LG has a hit in the making with its new VX7000, the company's first camera phone with video-recording and playback functionality. Featuring a rotating lens, a flash, and beautiful internal and external screens, the VX7000 will be a hit with camera-phone aficionados. However, the phone's weak e-mail capabilities and lack of Bluetooth or IR support will frustrate business users. Available for Verizon Wireless, the handset sells for $249.99. Though that's a fair price, you should be able to find it for less with service. With its blue and silver frame and a mirrored finish on its front cover, the sharp VX7000 represents a new look for LG handsets. Though it's a bit boxy, it resembles a gadget straight from the Jetsons, and we love the overall futuristic effect. It's also big (3.7 by 1.9 by 1 inches) and heavy (3.9 ounces) for a flip phone, so it makes for an awkward fit in a jeans pocket, especially with its prominent antenna. If you don't mind wearing a phone on your belt, the included plastic holster might come in handy. On the upside, it's solidly constructed and quite comfortable to hold while talking.

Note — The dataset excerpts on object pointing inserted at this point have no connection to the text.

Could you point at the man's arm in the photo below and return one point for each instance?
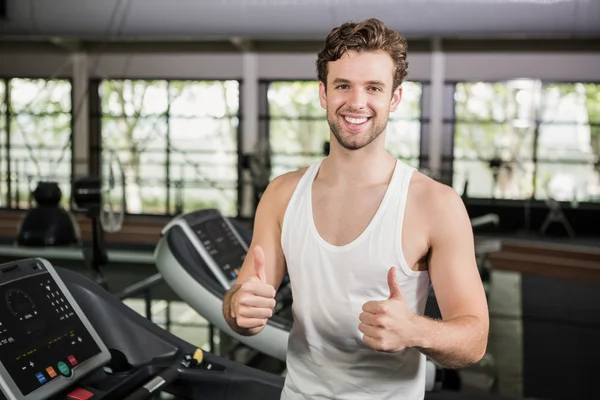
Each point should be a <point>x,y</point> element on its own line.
<point>267,234</point>
<point>460,338</point>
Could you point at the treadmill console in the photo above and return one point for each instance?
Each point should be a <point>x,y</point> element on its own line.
<point>46,343</point>
<point>217,241</point>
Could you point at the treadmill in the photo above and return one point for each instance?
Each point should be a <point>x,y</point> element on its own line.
<point>200,254</point>
<point>63,337</point>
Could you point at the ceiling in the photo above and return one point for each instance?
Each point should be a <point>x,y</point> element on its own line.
<point>182,20</point>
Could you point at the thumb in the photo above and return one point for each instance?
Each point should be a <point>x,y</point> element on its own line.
<point>395,291</point>
<point>259,263</point>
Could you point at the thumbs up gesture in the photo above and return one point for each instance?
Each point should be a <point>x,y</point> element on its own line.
<point>254,301</point>
<point>388,325</point>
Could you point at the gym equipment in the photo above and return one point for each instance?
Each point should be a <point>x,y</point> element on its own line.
<point>97,346</point>
<point>48,224</point>
<point>200,254</point>
<point>97,197</point>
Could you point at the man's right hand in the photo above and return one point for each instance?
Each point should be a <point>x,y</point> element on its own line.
<point>254,301</point>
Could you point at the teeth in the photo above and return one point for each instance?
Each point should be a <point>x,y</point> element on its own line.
<point>355,120</point>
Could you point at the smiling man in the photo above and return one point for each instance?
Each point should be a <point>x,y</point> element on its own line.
<point>362,236</point>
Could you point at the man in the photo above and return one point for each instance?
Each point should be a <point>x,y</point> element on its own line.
<point>362,236</point>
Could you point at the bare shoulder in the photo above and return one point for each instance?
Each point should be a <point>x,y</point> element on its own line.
<point>434,196</point>
<point>441,205</point>
<point>280,190</point>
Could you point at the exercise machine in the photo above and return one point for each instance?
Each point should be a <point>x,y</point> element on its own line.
<point>48,224</point>
<point>200,255</point>
<point>63,337</point>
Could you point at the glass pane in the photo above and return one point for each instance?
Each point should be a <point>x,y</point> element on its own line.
<point>565,142</point>
<point>40,96</point>
<point>131,98</point>
<point>486,141</point>
<point>296,143</point>
<point>217,99</point>
<point>194,197</point>
<point>41,151</point>
<point>568,181</point>
<point>295,100</point>
<point>511,181</point>
<point>187,129</point>
<point>571,103</point>
<point>3,154</point>
<point>140,144</point>
<point>410,105</point>
<point>512,101</point>
<point>403,139</point>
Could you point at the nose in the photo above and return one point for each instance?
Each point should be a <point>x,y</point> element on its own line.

Front and center is the bright external display, which shows the date, the time, battery life, signal strength, and caller ID (where available). The 1.25-inch-diagonal, 4,096-color screen also displays pictures of your callers and the wallpaper of your choosing, while a long, thin indicator light above the screen flashes different colors for incoming calls or text messages. (The light does double duty as the camera flash.) Flip open the mobile and you'll find the eye-popping, 2-inch-diagonal internal screen. Armed with 262,000 colors, it has outstanding color and depth, making it a joy to browse the mostly intuitive menus. For some odd reason, though, the camera menu is included under the Web browser page. Unfortunately, the screen is difficult to read in harsh sunlight.

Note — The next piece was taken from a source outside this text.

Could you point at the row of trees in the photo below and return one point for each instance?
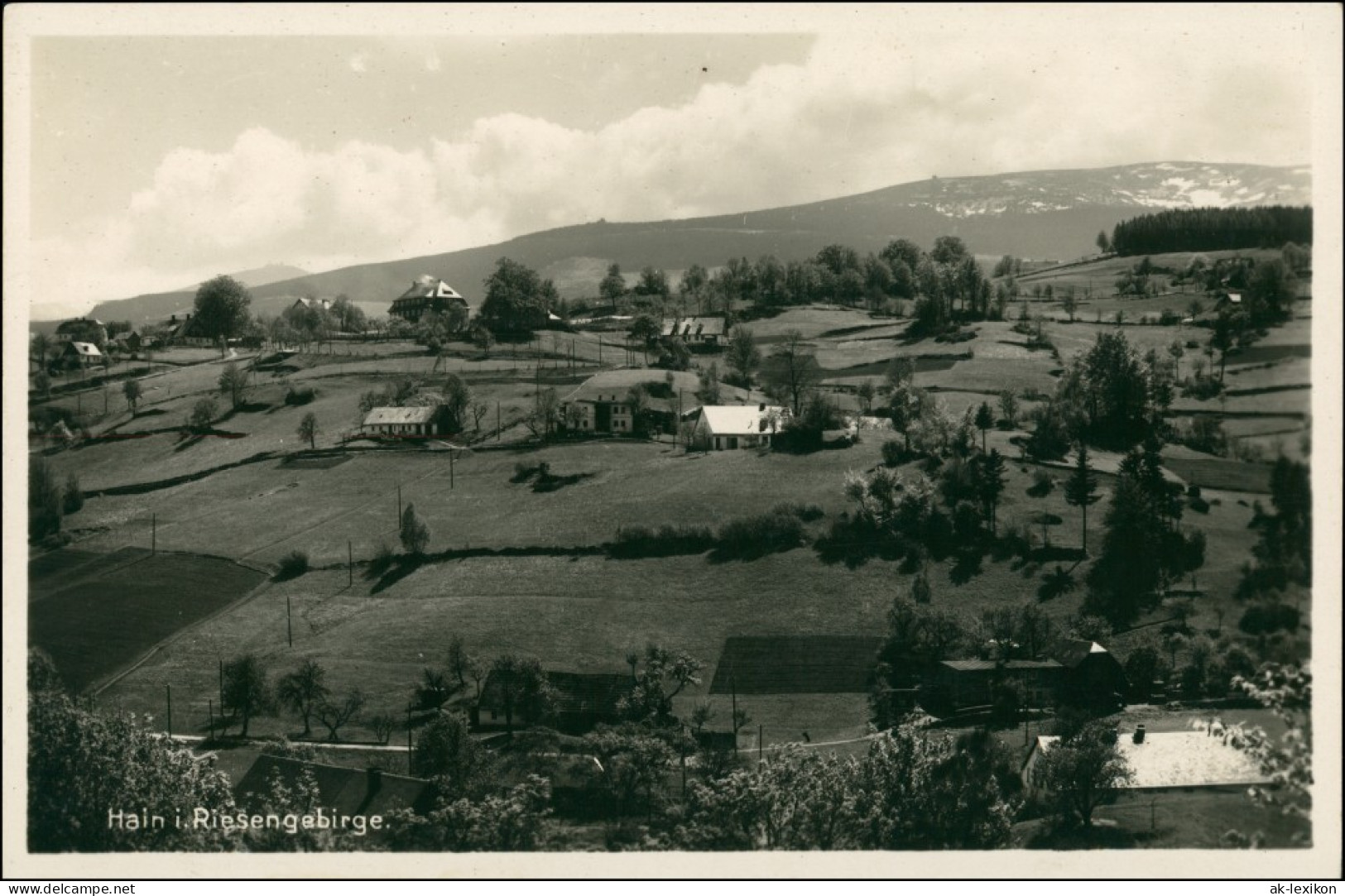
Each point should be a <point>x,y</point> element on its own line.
<point>1212,229</point>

We had no trouble pressing the roomy, flat buttons on the VX7000's backlit keypad. A five-way navigation control lets you browse menus with ease and acts as a shortcut to the calendar, the phone book, the camera menu, and Verizon's Get It Now service. There are also two soft keys and a dedicated button that gives you one-touch access to the camera. Along the left edge of the phone are volume up/down keys and a dedicated voice-calling button, while a one-touch camera/shutter release key is on the right side. Last but not least is the swiveling camera lens that's built into the hinge of the phone; just use your thumb to point the lens 90 degrees in each direction.The LG VX7000 comes with a mixed bag of features that should keep casual cell users happy. The 500-contact phone book has space for five numbers and two e-mail addresses per name. Contacts can be assigned to a group, matched with a picture for photo caller ID, and paired with a specific ring tone or message tone. The mobile comes with 5 polyphonic and 14 monophonic ring tones and a vibrate mode. You also get voice dialing, three-way conference calling, a WAP 2.0 wireless Web browser, text and multimedia messaging, a calendar, an alarm clock, a calculator, world roaming, a notepad, and a tip calculator.

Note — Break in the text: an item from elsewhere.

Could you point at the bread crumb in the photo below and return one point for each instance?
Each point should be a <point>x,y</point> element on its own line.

Unfortunately, the handset stumbles when it comes to e-mail and instant-messaging functionality. You can check your Hotmail or AOL Mail through a Web-based interface, but you'll have to download the crude, bare-bones Soda-Pop Mail to collect messages from your POP3 account, and there's no IMAP4 access at all. Instant-messaging fanatics can stay in touch with AOL, MSN, and Yahoo, but you can sign in to only one account at a time. Other missing features include a speakerphone, Bluetooth, and an infrared (IR) port.
Though it's only VGA quality, the VX7000's camera is one of the most powerful we've seen in a phone. You can take photos at four resolutions (640x480, 320x240, 176x144 and 160x120) and save up to 200 shots in the phone's 5MB of dedicated photo memory. The Night mode and the flash are somewhat helpful in low light, but you also can use the 3X zoom and adjust the brightness, quality, color effect, and white balance for each shot. For even more personalization, you can choose between two included shutter sounds, or you can opt for none at all. There's no multishot function, but a self-timer (which you can set to 3, 5, or 10 seconds) lets you dash in front of the camera for group shots. Even better, you can take photos when the handset is closed (just use the dedicated camera button and the external LCD), while the rotating lens lets you take self-portraits or aim the lens for surreptitious shots (not too surreptitious, we hope). Be aware when you rotate the lens from front to back, the image on the screen appears upside down, and you must flip the image to see it properly. Photo colors were rich and vibrant, although bright light sources such as overhead lights or windows tended to look blown out.